Claude jugea que tout n’était pas dit. Il se leva à son tour. Il parla de telle sorte qu’une personne intelligente qui assistait à cette audience s’en revint frappée d’étonnement. Il paraît que ce pauvre ouvrier contenait bien plutôt un orateur qu’un assassin. Il parla debout, avec une voix pénétrante et bien ménagée, avec un œil clair, honnête et résolu, avec un geste presque toujours le même, mais plein d’empire. Il dit les choses comme elles étaient, simplement, sérieusement, sans charger ni amoindrir, convint de tout, regarda l’article 296 en face, et posa sa tête dessous. Il eut des moments de véritable haute éloquence qui faisaient remuer la foule, et où l’on se répétait à l’oreille dans l’auditoire ce qu’il venait de dire. Cela faisait un murmure pendant lequel Claude reprenait haleine en jetant un regard fier sur les assistants. Dans d’autres instants, cet homme qui ne savait pas lire était doux, poli, choisi, comme un lettré ; puis, par moments encore, modeste, mesuré, attentif, marchant pas à pas dans la partie irritante de la discussion, bienveillant pour les juges. Une fois seulement, il se laissa aller à une secousse de colère. Le procureur du roi avait établi dans le discours que nous avons cité en entier que Claude Gueux avait assassiné le directeur des ateliers sans voie de fait ni violence de la part du directeur, par conséquent sans provocation.

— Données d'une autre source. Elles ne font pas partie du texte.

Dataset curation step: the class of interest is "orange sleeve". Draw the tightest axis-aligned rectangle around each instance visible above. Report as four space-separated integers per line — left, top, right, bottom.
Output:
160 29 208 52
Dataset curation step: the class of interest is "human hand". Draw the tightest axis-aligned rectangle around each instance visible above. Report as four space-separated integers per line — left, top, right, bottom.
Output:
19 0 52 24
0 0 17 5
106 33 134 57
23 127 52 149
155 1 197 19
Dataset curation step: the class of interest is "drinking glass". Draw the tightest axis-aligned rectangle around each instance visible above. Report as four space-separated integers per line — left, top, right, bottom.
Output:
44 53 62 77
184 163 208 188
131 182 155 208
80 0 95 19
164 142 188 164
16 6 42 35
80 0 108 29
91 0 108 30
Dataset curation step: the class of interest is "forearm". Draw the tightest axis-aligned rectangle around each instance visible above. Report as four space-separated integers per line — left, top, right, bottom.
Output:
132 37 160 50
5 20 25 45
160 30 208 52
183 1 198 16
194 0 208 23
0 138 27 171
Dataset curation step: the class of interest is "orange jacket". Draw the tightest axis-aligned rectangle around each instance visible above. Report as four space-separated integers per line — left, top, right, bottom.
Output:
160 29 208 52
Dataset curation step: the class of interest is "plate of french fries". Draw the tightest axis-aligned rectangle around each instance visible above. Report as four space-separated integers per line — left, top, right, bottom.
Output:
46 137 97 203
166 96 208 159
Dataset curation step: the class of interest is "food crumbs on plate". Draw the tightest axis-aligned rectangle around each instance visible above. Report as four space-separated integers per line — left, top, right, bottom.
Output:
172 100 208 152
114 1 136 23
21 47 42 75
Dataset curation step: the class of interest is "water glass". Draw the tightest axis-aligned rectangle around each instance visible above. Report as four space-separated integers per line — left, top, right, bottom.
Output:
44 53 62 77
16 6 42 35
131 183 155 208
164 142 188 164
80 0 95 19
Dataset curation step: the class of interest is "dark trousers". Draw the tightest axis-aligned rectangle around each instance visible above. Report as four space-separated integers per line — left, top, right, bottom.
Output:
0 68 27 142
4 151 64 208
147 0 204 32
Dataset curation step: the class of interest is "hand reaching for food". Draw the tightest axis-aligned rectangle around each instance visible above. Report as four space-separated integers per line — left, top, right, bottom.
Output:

— Quoi ! s’écria Claude, je n’ai pas été provoqué ! Ah ! oui, vraiment, c’est juste. Je vous comprends. Un homme ivre me donne un coup de poing, je le tue, j’ai été provoqué, vous me faites grâce, vous m’envoyez aux galères. Mais un homme qui n’est pas ivre et qui a toute sa raison me comprime le cœur pendant quatre ans, m’humilie pendant quatre ans, me pique tous les jours, toutes les heures, toutes les minutes, d’un coup d’épingle à quelque place inattendue pendant quatre ans ! J’avais une femme pour qui j’ai volé, il me torture avec cette femme ; j’avais un enfant pour qui j’ai volé, il me torture avec cet enfant ; je n’ai pas assez de pain, un ami m’en donne, il m’ôte mon ami et mon pain. Je redemande mon ami, il me met au cachot. Je lui dis vous, à lui mouchard, il me dit tu. Je lui dis que je souffre, il me dit que je l’ennuie. Alors que voulez-vous que je fasse ? Je le tue. C’est bien. Je suis un monstre, j’ai tué cet homme, je n’ai pas été provoqué, vous me coupez la tête. Faites ! —

Mouvement sublime, selon nous, qui faisait tout à coup surgir, au-dessus du système de provocation matérielle, sur lequel s’appuie l’échelle mal proportionnée des circonstances atténuantes, toute une théorie de la provocation morale oubliée par la loi.